There are stages in our lives when different things are expected of us and understanding what is expected of us is very important. When we are born we are totally reliant on others. We eat a lot and produce nothing. If we were left alone we would die. We gradually become more and more self-reliant as we age. In theory at least when we are in our twenties we begin to make our own way. We can provide for ourselves. What we eat is on par with what we produce. As we age through our thirties we begin to produce more than we eat so we provide for others who are producing less than they eat. As we age through our forties the dependence of others, both young and old, on our ability to produce a lot more than we eat becomes very great and peaks at age fifty when we are at the height of our producing. Between fifty and sixty our production begins to diminish as does the reliance of others on our ability to provide. Between sixty and eighty we tend to be self reliant, meeting our own needs. After eighty the total dependence starts all over again. We can no longer effectively produce but we still eat and require care. This principal of reliance and provision can be found in families, cultures and countries throughout the world. It is a very old principal that dates back to early man. It is a natural balance. This principal is so powerful it drives economies and provides health to nations.

So what does Generation X have to do with this principal? Generation X is small owing in large part to the reduced fertility in the U.S. between 1965 and 1984. It has about nine million fewer people in its ranks than the Baby Boomer Generation it follows and about eleven million fewer people than Generation Y right behind it. Generation X, now twenty six to forty-five years old, is taking over the role of the Nation’s provider and it can’t possibly succeed because it doesn’t have the critical mass. As a nation we will begin to feel this phenomenon intensify over the next ten years as we try to tax this generation to meet our needs. Federal, state and local taxes will all suffer-big time. Democrats and Republicans will point fingers at each other for over spending but the real issue will be tax revenues will drop like a stone when Generation X is expected to do the heavy lifting.

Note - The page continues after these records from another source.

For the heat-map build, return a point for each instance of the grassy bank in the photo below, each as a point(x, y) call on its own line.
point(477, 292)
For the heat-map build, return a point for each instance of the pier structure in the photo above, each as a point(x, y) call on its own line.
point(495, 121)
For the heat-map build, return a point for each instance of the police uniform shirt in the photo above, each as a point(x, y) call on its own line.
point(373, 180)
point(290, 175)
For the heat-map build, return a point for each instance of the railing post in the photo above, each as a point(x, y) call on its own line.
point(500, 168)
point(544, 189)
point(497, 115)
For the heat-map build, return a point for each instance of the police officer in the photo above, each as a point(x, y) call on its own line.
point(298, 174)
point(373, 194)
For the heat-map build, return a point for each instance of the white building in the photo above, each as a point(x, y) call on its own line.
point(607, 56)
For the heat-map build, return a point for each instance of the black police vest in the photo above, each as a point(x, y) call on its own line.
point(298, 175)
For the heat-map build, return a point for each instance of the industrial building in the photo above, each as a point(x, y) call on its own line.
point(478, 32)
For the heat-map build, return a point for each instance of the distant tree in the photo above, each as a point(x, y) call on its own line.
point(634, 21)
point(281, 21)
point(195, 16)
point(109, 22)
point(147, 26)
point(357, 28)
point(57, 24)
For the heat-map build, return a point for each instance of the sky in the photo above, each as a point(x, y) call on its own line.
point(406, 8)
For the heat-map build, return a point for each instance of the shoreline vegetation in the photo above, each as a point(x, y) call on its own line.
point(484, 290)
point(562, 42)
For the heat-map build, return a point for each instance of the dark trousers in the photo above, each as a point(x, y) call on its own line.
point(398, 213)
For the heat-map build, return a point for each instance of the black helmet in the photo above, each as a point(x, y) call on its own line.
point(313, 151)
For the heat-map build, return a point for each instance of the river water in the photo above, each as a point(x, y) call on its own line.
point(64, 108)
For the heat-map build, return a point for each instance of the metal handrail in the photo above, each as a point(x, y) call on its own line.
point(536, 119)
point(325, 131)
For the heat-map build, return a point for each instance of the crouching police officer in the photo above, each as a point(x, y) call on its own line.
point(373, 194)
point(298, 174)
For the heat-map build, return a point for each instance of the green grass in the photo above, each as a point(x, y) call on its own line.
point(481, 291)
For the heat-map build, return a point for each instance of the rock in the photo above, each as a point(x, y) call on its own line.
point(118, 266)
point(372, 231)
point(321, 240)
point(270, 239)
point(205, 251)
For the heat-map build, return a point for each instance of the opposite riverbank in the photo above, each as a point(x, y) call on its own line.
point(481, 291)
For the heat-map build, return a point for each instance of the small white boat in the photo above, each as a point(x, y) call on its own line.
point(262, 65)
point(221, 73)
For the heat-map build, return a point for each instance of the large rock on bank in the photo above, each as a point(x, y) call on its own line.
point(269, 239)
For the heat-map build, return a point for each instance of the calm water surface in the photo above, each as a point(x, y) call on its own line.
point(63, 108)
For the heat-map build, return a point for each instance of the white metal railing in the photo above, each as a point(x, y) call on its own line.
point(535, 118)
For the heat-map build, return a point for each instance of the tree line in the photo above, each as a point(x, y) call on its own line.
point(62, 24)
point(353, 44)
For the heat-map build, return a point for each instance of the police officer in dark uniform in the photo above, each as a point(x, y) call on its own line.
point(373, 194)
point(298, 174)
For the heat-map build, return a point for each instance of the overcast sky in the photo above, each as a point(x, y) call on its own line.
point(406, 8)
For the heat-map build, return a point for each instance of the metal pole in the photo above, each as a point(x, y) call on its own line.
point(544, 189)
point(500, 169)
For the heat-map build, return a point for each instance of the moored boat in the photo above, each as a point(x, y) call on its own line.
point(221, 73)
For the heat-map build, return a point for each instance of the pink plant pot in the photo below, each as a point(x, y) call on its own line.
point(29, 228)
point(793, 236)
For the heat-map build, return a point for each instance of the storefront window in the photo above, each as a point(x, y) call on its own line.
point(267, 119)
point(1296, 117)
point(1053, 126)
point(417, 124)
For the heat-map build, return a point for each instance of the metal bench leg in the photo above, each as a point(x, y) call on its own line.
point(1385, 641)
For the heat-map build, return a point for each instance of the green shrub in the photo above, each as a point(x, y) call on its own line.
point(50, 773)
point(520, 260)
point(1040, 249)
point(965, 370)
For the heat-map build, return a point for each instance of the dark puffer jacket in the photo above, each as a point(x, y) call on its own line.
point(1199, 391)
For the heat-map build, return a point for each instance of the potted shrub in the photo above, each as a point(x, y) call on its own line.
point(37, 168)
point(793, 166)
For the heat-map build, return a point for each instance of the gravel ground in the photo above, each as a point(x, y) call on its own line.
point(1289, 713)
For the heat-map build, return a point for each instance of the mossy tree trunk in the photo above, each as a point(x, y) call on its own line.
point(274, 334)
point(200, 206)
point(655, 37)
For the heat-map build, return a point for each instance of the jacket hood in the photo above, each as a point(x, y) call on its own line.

So are we headed for a tax crisis here in the United States? It looks that way. But wait, before you fall on a sword there are a few bright demographic facts that could save the day. One is the fact that most of the millions of Latino immigrants that poured into our country to fill the entry level labor demand unmet by Generation X are about the same age as Generation X. If they advance socio-economically at an accelerated pace it could be problem solved. In addition, according to Pew Research in a October 2009 study, the African American culture in the United States is experiencing unprecedented economic growth in recent years. Latinos and African Americans make up close to thirty percent of the total United States population. Their collective contribution to state, federal and local taxes could be significant. Lastly, Generation Y born from 1985 to 2004 is beginning to flood the workforce and because they are facing fifty percent unemployment many are starting their own businesses out of necessity. Baby Boomers did the same thing in the seventies. Small businesses are the building blocks for a healthy economy.